De tronende Maria, die deze keer haar kind de borst geeft, is frontaal naar de kijker toegekeerd. Die bevindt zich dus in een positie die vergelijkbaar is met die van de geschilderde Nicolas Rolin. Maar in diens schilderij is Maria een kwartslag gedraaid en verschijnt zij, precies zoals de opdrachtgever, in profielaanzicht. Rolin bevindt zich daardoor op een bevoorrechte plaats in dezelfde ruimte als Maria, en zijn lichaam heeft dezelfde proporties. Bovendien heeft hij zich, anders dan gebruikelijk, niet laten vergezellen door een patroonheilige die voorspraak voor hem afsmeekt. Rolin is alleen met de Maagd en richt zijn aandacht direct op haar.

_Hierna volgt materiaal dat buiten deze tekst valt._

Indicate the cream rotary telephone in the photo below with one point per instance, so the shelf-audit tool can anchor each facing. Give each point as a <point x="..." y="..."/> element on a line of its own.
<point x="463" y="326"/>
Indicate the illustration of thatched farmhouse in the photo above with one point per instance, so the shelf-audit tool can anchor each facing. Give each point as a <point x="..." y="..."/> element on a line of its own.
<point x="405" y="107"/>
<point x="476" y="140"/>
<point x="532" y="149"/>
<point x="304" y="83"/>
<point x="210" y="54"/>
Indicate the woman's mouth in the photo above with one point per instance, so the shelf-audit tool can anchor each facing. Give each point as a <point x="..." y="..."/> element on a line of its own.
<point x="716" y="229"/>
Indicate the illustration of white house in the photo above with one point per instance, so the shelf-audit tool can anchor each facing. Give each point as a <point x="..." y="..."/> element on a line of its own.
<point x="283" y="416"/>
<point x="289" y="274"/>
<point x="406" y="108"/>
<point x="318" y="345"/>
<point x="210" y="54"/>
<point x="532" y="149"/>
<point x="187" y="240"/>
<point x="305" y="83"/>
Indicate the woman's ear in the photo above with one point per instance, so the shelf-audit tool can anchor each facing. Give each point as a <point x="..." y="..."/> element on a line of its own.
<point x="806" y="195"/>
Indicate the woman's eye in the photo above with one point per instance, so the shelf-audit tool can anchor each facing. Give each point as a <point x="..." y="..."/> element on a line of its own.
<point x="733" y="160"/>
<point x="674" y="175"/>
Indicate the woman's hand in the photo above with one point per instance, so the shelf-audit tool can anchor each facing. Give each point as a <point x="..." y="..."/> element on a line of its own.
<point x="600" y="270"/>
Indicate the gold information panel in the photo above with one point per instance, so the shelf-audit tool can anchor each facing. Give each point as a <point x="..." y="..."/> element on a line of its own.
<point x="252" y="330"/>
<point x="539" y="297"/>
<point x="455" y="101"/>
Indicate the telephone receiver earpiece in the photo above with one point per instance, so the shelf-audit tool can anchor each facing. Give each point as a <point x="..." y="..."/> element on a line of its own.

De Maagd van kanselier Rolin blijkt daarmee aan te sluiten bij de traditie van memorietafels: voorstellingen in schilder- of beeldhouwkunst waarin een overledene wordt herdacht door hem of haar knielend, in profielaanzicht te plaatsen tegenover Maria met Kind. Opschriften op de lijst of aan de voorstelling bevestigde tekstborden, zoals Rolins Madonna die wellicht ook ooit heeft gehad, maken aan de achterblijvers duidelijk wie de overledene was en wat de redenen waren waarom die wordt herdacht.

Afbeelding met meerdere focuspunten die samen een verhaal vormenZoom in op ‘De Maagd van kanselier Rolin’ van Jan van EyckKlik op de punten voor uitleg over de details

Nicolas Rolin besteedde bij leven veel aandacht aan de stichting van een grafkapel in Notre-Dame du Châtel in Autun, de kerk waar zijn ouders hem ooit hadden laten dopen. Van Eycks schilderij kwam er inderdaad te hangen en zou er blijven tot het gebouw tijdens de Franse Revolutie in 1794 werd verwoest.

Rolin had Van Eycks schilderij echter al zo’n dertig jaar voor zijn dood besteld en zal het lang zelf hebben gekoesterd en gebruikt. Gezien de betrekkelijk geringe afmetingen van het paneel was het een schilderij om vast te pakken of, zoals destijds ook werd gedaan met kostbare boeken, op een schuine lezenaar te zetten. Zo kon de kanselier zich in zijn privévertrekken en allicht ook op reis door het Bourgondische hertogdom, wijden aan zijn particuliere devotie voor de Heilige Maagd. Zijn oog liet hij dwalen over de talloze details die in zijn schilderij verwijzen naar haar persoon, zichzelf en de christelijke deugden.